Une société recrute pour des emplois exigeant 100 heures de travail par semaine

Image d'illustration. Intelligence artificielleADN
Une entreprise vient d’ouvrir des offres d’emploi pour des postes nécessitant 100 heures de travail par semaine. Cette charge horaire exceptionnelle suscite des interrogations sur les conditions de travail et la conciliation avec la vie personnelle.
Tl;dr
- Forgis adopte le modèle de travail 996 chinois.
- Offres critiquées : jusqu’à 100 heures par semaine.
- Salaire bas compensé par actions en cas de succès.
Un modèle de travail intensif qui suscite la controverse
Les pratiques managériales des start-ups technologiques ne cessent d’évoluer, parfois à rebours des tendances attendues. C’est ainsi que la jeune société suisse Forgis, spécialisée dans l’intégration de l’intelligence artificielle aux processus industriels, a récemment attiré l’attention après la publication sur LinkedIn de plusieurs offres d’emploi pourvues d’exigences inédites. Repérées par Blick, ces annonces font polémique, tant pour leur inspiration que pour leurs conditions.
L’inspiration venue d’Asie : le retour du 996
Après avoir longtemps mis en avant leurs environnements de travail confortables, certaines entreprises innovantes de la Silicon Valley se tournent désormais vers le modèle dit 996, popularisé en Chine : travailler de 9 heures à 21 heures, six jours sur sept. Ce rythme, déjà controversé dans son pays d’origine, est assumé ouvertement par Forgis. L’une des annonces précise que l’entreprise recherche « des membres fondateurs » et non simplement des collaborateurs. Un point particulièrement mis en avant : « Nous ne sommes pas une famille. Nous sommes des camarades en mission. »

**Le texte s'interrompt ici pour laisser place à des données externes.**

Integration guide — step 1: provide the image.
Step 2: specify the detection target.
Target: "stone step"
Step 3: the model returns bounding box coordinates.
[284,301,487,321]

Des exigences hors normes et un contexte juridique tendu
Là où le bât blesse, c’est sur le volume horaire. Selon les textes publiés par la société basée à Schlieren, les candidats doivent s’attendre à fournir entre 80 et 100 heures hebdomadaires – bien au-delà des 42 heures réglementaires en Suisse selon Le Parisien. Quelques dimanches de repos sont évoqués, mais la flexibilité quasi totale est exigée : projets changeants d’une semaine sur l’autre, disponibilité sans faille… La réaction ne s’est pas fait attendre : ces pratiques pourraient enfreindre la législation helvétique sur le temps de travail et donner lieu à des poursuites.
Salaire inférieur au marché, mais promesse d’actions
Pour attirer les profils recherchés – diplômés de niveau master issus d’universités prestigieuses –, Forgis propose un salaire annuel avoisinant les 70 000 francs suisses (environ 75 000 euros), soit nettement sous le médian national. Pourtant, la start-up joue la carte du pari entrepreneurial : elle offre à ses futurs employés un intéressement à hauteur de 1 % du capital. De quoi inciter les plus ambitieux à tenter leur chance dans cette aventure exigeante ? Une question qui reste ouverte alors que le débat sur le modèle « 996 » refait surface en Europe.